Jews to Rally at Rebuilt Joseph's Tomb
The tomb of Joseph (Kever Yosef) in Shechem got a new roof this week. The repairs were completed ten years after the site was overrun and vandalized by a Palestinian Authority Arab mob.
Samaria Regional Council head Gershon Mesika petitioned the government for years to allow repairs at the site. Last month, as the Chief Rabbis of Israel visited the tomb, the IDF Civil Administration announced that repairs would commence.
The government rejected Mesika's other request: that Jews be allowed free access to the holy site, as they were allowed prior to the year 2000. Jewish access to the tomb remains limited. On Thursday, a rally and concert will be held on Mount Gerizim, overlooking the tomb. Those present will demand that the holy site, at which the Biblical patriarch Joseph is buried, be open to Jews on a daily basis.
Organizers say Thursday's event will be the first step in a campaign for Jewish rights in Samaria.

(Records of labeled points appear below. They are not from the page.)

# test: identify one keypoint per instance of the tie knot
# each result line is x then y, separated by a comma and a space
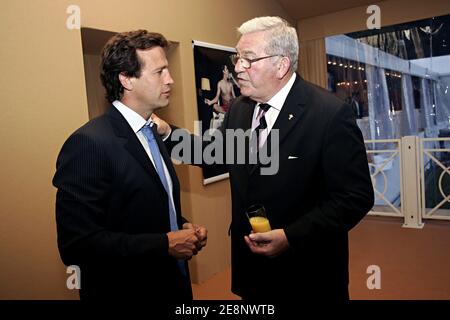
264, 106
147, 131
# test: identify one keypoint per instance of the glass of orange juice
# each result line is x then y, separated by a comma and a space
258, 218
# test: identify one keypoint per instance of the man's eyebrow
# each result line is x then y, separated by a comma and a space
161, 68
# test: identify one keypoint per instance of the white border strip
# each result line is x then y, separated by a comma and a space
212, 45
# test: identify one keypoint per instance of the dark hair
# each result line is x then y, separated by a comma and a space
119, 56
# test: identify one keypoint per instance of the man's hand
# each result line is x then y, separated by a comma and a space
201, 233
164, 129
183, 243
269, 244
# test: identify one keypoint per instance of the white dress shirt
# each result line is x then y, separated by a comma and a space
276, 103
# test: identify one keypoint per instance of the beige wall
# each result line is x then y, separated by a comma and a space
44, 100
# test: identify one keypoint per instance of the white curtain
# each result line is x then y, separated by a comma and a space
428, 108
409, 120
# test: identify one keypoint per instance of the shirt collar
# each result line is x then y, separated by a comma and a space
279, 98
134, 119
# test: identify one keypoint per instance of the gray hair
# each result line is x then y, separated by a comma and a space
282, 39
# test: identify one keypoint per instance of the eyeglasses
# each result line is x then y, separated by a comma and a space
245, 62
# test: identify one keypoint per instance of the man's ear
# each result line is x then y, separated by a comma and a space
126, 81
283, 67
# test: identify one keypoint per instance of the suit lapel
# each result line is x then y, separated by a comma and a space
289, 115
292, 110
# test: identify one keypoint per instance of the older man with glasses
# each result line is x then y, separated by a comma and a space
322, 188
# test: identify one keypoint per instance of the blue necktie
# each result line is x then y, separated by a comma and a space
156, 154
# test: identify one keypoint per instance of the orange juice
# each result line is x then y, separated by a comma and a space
260, 224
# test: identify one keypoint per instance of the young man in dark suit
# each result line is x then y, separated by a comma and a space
322, 188
118, 207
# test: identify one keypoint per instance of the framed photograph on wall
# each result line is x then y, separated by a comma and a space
216, 88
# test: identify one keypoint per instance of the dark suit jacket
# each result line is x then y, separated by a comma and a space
316, 197
112, 214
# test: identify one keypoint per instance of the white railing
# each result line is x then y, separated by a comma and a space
383, 163
435, 158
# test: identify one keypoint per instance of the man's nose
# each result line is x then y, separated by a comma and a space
238, 67
169, 79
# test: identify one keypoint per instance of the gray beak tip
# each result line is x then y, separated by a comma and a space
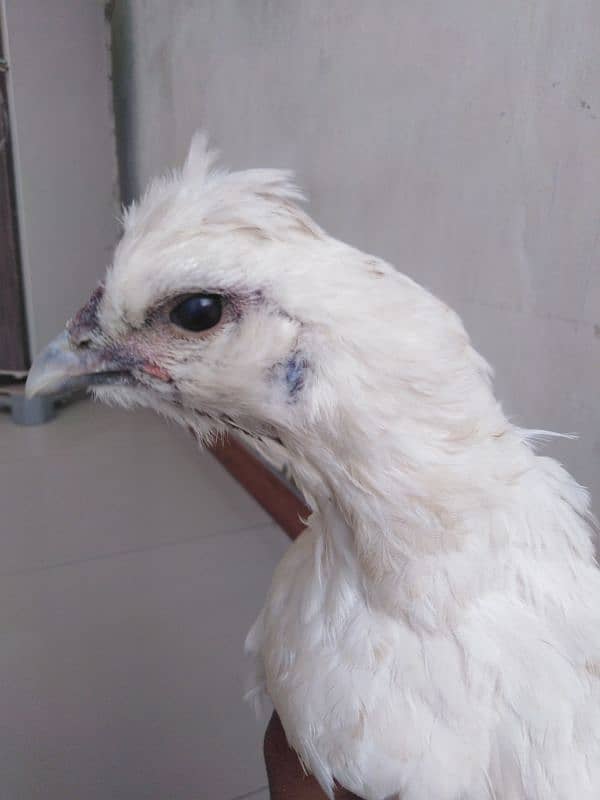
51, 369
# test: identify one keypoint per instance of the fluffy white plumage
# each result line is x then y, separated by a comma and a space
434, 634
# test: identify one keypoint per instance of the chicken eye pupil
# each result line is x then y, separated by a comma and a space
198, 312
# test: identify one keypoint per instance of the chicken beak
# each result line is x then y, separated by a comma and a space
61, 368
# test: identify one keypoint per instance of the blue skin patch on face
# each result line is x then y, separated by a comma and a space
295, 373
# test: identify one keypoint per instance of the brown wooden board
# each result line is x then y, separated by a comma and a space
266, 488
13, 338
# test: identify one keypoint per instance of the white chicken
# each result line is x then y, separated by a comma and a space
434, 634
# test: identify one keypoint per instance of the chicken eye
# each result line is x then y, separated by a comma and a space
199, 312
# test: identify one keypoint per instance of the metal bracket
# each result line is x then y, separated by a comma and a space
29, 410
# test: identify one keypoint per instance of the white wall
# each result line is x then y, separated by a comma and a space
459, 140
64, 151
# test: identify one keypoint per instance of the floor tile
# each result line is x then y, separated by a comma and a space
122, 677
97, 481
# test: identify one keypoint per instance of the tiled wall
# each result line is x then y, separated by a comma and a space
458, 140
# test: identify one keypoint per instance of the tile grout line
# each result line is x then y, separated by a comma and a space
149, 548
251, 794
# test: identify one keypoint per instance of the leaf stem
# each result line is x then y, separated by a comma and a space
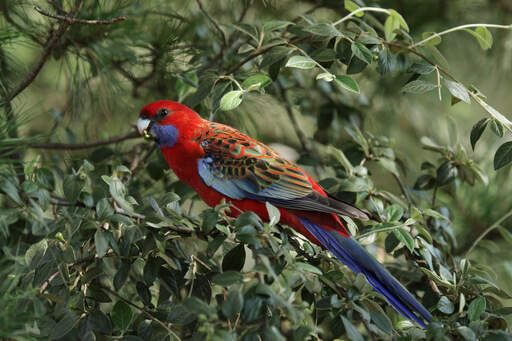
359, 10
490, 229
457, 28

David Haivri, Director of the Shomron (Samaria) Liaison Office, said, “Although I am sad that our residents were not permitted to take part in the honor of actually repairing the site, I am glad to see fruit of our efforts to renovate the holy site. We will continue to push forward the agenda of open and free access to Jewish people.”

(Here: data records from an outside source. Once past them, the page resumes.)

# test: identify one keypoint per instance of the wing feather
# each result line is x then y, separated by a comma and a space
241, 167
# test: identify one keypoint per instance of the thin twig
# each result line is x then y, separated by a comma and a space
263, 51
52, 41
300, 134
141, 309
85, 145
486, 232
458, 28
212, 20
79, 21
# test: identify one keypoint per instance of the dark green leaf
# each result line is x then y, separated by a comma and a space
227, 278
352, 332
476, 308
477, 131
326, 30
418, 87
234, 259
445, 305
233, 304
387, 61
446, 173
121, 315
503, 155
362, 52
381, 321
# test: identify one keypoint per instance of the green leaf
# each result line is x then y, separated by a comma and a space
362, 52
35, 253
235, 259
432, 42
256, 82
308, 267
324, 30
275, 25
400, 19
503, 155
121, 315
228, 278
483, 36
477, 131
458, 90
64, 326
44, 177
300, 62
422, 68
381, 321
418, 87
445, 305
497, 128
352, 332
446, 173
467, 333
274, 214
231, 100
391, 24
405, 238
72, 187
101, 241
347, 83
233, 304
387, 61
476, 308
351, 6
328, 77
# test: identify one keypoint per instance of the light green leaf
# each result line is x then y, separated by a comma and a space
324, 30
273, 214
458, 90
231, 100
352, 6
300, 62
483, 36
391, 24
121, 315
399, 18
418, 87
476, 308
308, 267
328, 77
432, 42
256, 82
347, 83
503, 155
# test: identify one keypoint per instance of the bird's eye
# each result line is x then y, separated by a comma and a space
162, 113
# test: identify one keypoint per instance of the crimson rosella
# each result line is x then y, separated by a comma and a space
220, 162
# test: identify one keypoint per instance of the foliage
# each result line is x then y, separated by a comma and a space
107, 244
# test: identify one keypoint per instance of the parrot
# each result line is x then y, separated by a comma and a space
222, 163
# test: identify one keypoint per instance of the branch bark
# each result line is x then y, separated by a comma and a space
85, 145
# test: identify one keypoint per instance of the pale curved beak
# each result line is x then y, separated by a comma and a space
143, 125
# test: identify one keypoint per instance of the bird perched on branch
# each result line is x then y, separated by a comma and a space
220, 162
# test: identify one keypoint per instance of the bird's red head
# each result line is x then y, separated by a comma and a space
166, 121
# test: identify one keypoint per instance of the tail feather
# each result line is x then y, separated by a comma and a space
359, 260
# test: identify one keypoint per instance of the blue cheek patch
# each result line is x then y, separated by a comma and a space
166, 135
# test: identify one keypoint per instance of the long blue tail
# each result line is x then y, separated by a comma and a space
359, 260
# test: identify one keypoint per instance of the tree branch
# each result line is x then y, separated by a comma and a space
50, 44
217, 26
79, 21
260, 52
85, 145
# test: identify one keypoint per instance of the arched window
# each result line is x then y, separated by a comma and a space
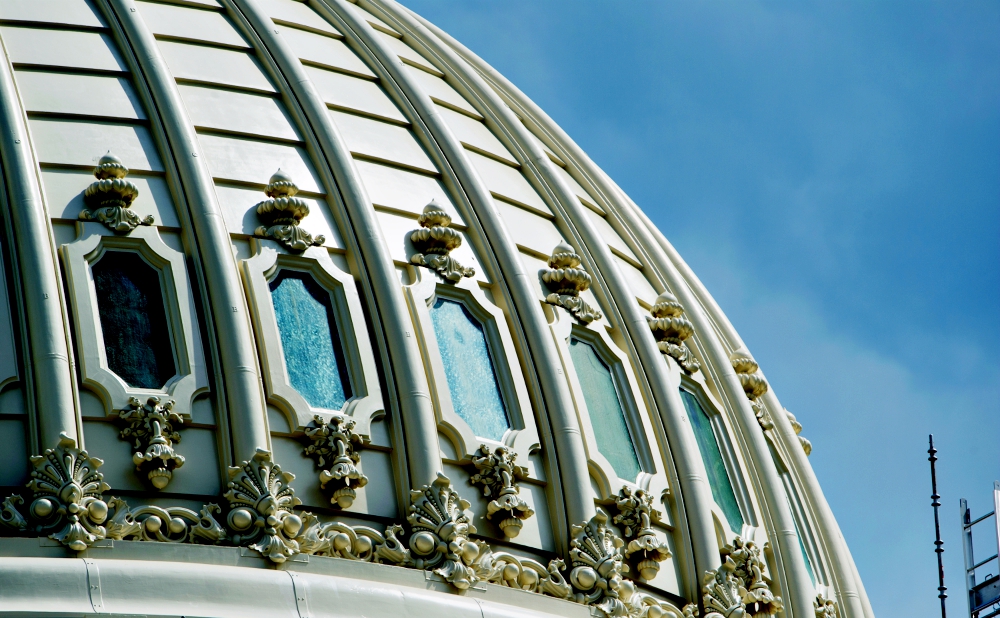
313, 355
715, 465
133, 321
469, 369
606, 412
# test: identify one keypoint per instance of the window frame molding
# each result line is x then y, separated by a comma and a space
190, 381
365, 403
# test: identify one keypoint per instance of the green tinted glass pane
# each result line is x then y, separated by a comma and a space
313, 356
133, 321
606, 413
468, 367
718, 477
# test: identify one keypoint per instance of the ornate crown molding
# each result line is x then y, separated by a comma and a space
566, 278
753, 384
434, 242
332, 448
151, 429
109, 198
644, 551
497, 473
282, 213
670, 328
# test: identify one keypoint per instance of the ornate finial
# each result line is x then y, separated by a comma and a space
797, 428
261, 502
333, 449
109, 198
566, 278
670, 328
282, 213
753, 385
498, 475
150, 427
434, 241
645, 551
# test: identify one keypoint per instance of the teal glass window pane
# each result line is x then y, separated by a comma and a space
718, 476
133, 321
606, 413
469, 370
314, 358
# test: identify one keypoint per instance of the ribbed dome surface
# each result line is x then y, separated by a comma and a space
309, 287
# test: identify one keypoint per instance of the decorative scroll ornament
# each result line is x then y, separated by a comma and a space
261, 502
497, 473
753, 385
644, 551
333, 450
566, 278
282, 213
150, 430
434, 241
439, 535
797, 427
109, 198
825, 608
671, 328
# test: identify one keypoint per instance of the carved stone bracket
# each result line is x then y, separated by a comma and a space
151, 429
753, 384
109, 198
797, 427
434, 241
566, 278
333, 450
497, 473
670, 328
644, 551
282, 213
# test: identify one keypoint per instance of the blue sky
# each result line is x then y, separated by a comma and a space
832, 173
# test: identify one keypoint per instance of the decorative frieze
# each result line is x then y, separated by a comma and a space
332, 448
671, 328
282, 214
566, 279
151, 429
108, 199
434, 242
497, 474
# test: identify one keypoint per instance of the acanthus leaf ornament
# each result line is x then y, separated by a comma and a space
282, 213
566, 279
671, 328
645, 551
109, 198
332, 448
497, 473
434, 242
151, 428
261, 502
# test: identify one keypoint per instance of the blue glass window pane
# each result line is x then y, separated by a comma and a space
718, 476
606, 413
468, 367
133, 321
314, 358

“Silence on behalf on the international community and human rights activist on issue exposes their hypocrisy, religious rights of other people are not ignored in such a way," he added.

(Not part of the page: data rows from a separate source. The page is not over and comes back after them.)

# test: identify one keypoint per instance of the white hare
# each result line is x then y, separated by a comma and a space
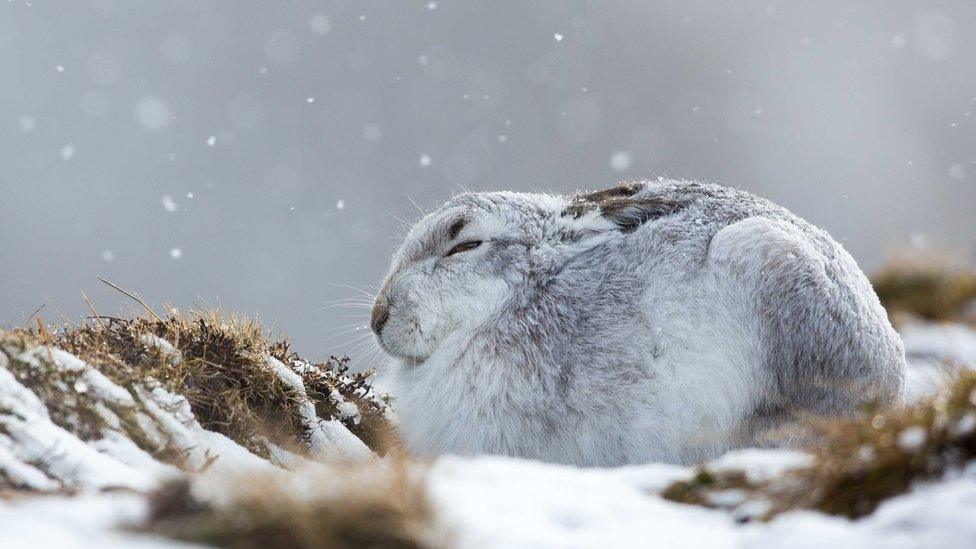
662, 321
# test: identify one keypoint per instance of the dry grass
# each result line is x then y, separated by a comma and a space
933, 288
380, 505
861, 462
220, 364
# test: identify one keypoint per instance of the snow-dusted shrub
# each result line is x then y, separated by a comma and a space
858, 463
140, 395
375, 504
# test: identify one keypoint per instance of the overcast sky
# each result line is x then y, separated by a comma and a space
256, 155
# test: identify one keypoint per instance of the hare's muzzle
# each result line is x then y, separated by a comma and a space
380, 313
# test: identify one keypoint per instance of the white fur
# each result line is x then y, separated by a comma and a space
565, 338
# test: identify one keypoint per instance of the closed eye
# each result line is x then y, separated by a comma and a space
464, 247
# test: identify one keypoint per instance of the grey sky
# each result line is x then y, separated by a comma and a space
255, 155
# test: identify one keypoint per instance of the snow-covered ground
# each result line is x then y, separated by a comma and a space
482, 501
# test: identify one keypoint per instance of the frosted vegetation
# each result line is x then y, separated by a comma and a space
164, 429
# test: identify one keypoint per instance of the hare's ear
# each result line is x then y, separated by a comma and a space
623, 206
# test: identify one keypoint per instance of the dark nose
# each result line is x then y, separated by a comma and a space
380, 313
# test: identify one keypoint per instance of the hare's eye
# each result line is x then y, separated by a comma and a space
464, 247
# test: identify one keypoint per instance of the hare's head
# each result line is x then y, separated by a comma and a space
482, 252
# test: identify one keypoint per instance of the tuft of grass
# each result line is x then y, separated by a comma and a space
381, 504
929, 288
866, 461
218, 362
859, 462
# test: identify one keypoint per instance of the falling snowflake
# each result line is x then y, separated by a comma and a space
27, 123
320, 24
621, 161
153, 114
169, 204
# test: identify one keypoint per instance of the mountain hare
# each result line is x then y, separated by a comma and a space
655, 321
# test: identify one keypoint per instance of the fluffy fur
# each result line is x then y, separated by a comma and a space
665, 321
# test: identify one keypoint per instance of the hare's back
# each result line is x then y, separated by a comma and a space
826, 342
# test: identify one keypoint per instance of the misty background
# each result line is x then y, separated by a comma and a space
256, 156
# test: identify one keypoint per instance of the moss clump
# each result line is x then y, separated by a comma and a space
931, 289
370, 505
698, 488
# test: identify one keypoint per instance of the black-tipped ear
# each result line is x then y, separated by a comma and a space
623, 206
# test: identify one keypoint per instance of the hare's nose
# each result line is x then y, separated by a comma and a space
380, 313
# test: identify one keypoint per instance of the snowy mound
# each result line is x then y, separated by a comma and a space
155, 432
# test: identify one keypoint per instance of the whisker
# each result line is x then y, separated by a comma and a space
362, 291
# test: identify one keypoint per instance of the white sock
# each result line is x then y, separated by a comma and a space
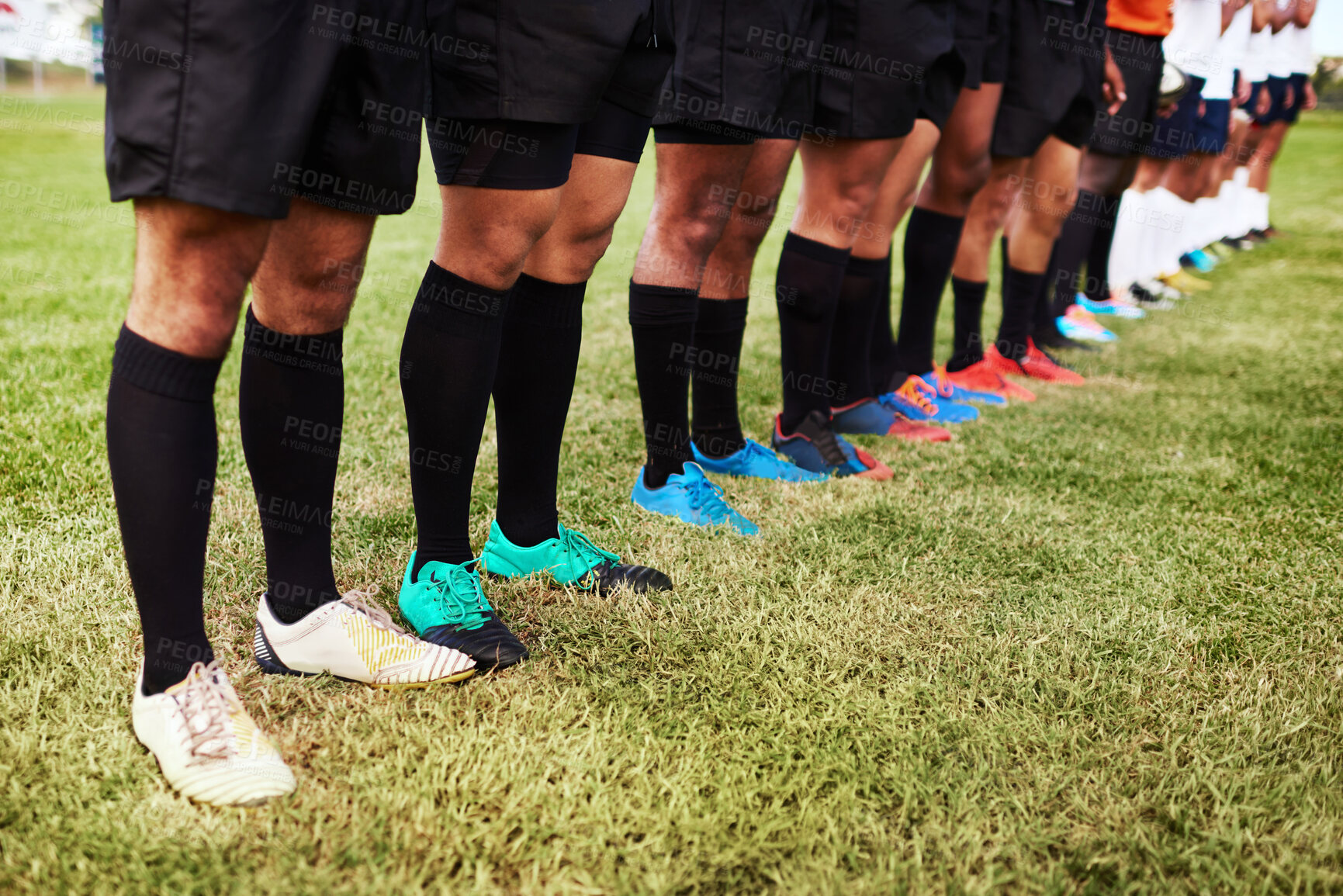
1163, 229
1127, 230
1179, 214
1206, 209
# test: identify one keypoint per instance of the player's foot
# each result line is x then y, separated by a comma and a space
692, 499
1080, 324
920, 402
1198, 260
954, 391
755, 461
1002, 365
1111, 306
1148, 300
207, 746
1185, 282
815, 446
871, 417
569, 559
1054, 337
446, 606
354, 640
982, 378
1040, 365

The repair work was done by PA Arabs hired by Israel. Jewish residents of Samaria expressed concern over the arrangement, saying that paying PA Arabs to repair damage caused by PA Arabs could be seen by the vandals as a reward.
In September 2000, an Arab mob took over the tomb and burned down the Od Yosef Chai yeshiva that had stood there for 25 years. The mob smashed the roof of the holy site. Rabbi Hillel Lieberman and Israeli soldier Medhat Yusef were killed while attempting to stop the destruction.
Since then, Jewish worshipers have been allowed only sporadic access to the site, to which they were supposed to be granted open access under the Oslo Accords.